# jetski or lawn mower battery



## sbritt23 (Mar 6, 2013)

So I've been tossing around the idea of trying to use a LM or jet ski battery to start up my 94 evinrude 40 can this be done wanting a light weight smal battery in the stern of my boat for cranking, nav lights, bilge pump, and cmc tilt and trim Jack plate any suggestions out there


----------



## redbug (Mar 6, 2013)

check the requirements for the motor 
how many cold cranking amps does it require?
if you can meet that with the smaller battery then you could try
i dont know if i would trust being out on the water counting on that size battery to start mt big motor


----------



## JMichael (Mar 6, 2013)

I don't know about a 40 but I'm considering trying the same thing with my 20hp merc. I figure it can't be much different to start my Mercury than it would be to start an 18-20 horse mower. I plan to take the battery off my riding mower this spring just to test with but if it works you can bet I'll go buy one for my motor battery.


----------



## sbritt23 (Mar 6, 2013)

JMichael said:


> I don't know about a 40 but I'm considering trying the same thing with my 20hp merc. I figure it can't be much different to start my Mercury than it would be to start an 18-20 horse mower. I plan to take the battery off my riding mower this spring just to test with but if it works you can bet I'll go buy one for my motor battery.
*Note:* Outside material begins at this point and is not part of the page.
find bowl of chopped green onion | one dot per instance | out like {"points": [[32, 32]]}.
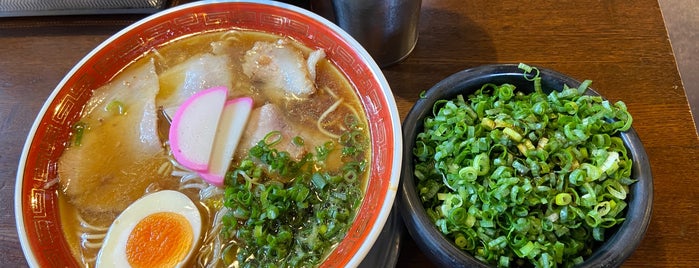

My father has a jetski battery on a 4 stroke mercury 20 and it does fine so im pretty sure it would work on yours as well


----------



## JMichael (Mar 6, 2013)

sbritt23 said:


> My father has a jetski battery on a 4 stroke mercury 20 and it does fine so im pretty sure it would work on yours as well


Great! I'll just plan on getting one come spring then.


----------



## krawler (Mar 6, 2013)

The big jet ski's are more than 40 hp, so I think you would be okay with a big jet ski battery.


----------



## moi (Mar 11, 2013)

FWIW I recently converted my 1994 20hp 2 stroke Merc to electric start and installed a "lawnmower" type battery for starting. Works like a charm and behaves like it could crank all day long.


----------



## lckstckn2smknbrls (Mar 11, 2013)

I just asked this question on Iboats for my 1974 mercury 402 and got the answer of yes.


----------



## JMichael (Mar 11, 2013)

They say every dog has his day. :mrgreen: My aunt is moving out of state and asked me to come help her clean out her mini storage. We get there and had only loaded a few things when I noticed a brand new mower battery sitting there. It still had the protective cover over the + post. I ask what she had that for and she informed me she got it for the riding mower but the mower stayed with the house so she didn't need it now. Needless to say she didn't have to ask twice if I needed/wanted it. :mrgreen:


----------



## lovedr79 (Mar 12, 2013)

should be fine. i start my boat with the trolling motor battery  and eliminated the "starting" battery


----------